[R] Tools For Preparing Data For Analysis

Sun Jun 10 12:25:35 CEST 2007

Douglas Bates wrote:
> Frank Harrell indicated that it is possible to do a lot of difficult
> data transformation within R itself if you try hard enough but that
> sometimes means working against the S language and its "whole object"
> view to accomplish what you want and it can require knowledge of
> subtle aspects of the S language.
>   
Actually, I think Frank's point was subtly different: It is *because* of 
the differences in view that it sometimes seems difficult to find the 
way to do something in R that  is apparently straightforward in SAS. 
I.e. the solutions exist and are often elegant, but may require some 
lateral thinking.

Case in point: Finding the first or the last observation for each 
subject when there are multiple records for each subject.
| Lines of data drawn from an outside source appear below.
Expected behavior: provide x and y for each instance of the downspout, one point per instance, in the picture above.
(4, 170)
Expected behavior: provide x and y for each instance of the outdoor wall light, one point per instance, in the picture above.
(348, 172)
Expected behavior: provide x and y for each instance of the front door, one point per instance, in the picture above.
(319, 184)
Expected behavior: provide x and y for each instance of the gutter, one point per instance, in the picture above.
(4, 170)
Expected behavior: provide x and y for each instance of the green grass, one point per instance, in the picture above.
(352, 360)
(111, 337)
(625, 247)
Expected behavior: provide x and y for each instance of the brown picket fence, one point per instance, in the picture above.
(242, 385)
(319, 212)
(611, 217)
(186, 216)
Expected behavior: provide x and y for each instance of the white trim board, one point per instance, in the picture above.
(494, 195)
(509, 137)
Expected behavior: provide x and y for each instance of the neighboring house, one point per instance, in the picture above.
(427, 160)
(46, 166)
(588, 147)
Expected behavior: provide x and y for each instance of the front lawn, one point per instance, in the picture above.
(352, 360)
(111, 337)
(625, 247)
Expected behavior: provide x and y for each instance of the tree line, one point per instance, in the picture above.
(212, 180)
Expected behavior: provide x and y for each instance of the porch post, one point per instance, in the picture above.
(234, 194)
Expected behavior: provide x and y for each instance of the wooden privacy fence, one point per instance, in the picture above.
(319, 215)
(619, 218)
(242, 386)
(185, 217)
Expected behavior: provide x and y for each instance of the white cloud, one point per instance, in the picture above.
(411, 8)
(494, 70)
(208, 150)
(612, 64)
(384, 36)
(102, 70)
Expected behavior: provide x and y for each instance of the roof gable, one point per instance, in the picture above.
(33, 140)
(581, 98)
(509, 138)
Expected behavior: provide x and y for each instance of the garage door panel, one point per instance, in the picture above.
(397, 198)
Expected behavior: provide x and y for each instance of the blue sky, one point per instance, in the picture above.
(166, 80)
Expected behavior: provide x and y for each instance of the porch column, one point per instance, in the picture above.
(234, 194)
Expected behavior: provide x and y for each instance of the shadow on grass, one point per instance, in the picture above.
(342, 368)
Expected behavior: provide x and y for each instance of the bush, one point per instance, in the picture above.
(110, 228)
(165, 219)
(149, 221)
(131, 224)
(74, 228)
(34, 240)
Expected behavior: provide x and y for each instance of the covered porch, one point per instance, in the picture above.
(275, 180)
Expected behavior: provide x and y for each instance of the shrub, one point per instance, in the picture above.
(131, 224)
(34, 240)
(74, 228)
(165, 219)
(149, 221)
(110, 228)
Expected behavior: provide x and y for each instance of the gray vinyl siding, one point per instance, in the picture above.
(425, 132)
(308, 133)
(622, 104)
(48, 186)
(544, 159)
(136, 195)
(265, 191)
The SAS way 
would be a datastep with IF-THEN-DELETE, and a RETAIN statement so that 
you can compare the subject ID with the one from the previous record, 
working with data that are sorted appropriately.

You can do the same thing in R with a for loop, but there are better 
ways e.g.
subset(df,!duplicated(ID)), and subset(df, rev(!duplicated(rev(ID))), or 
maybe
do.call("rbind",lapply(split(df,df$ID), head, 1)), resp. tail. Or 
something involving aggregate(). (The latter approaches generalize 
better to other within-subject functionals like cumulative doses, etc.).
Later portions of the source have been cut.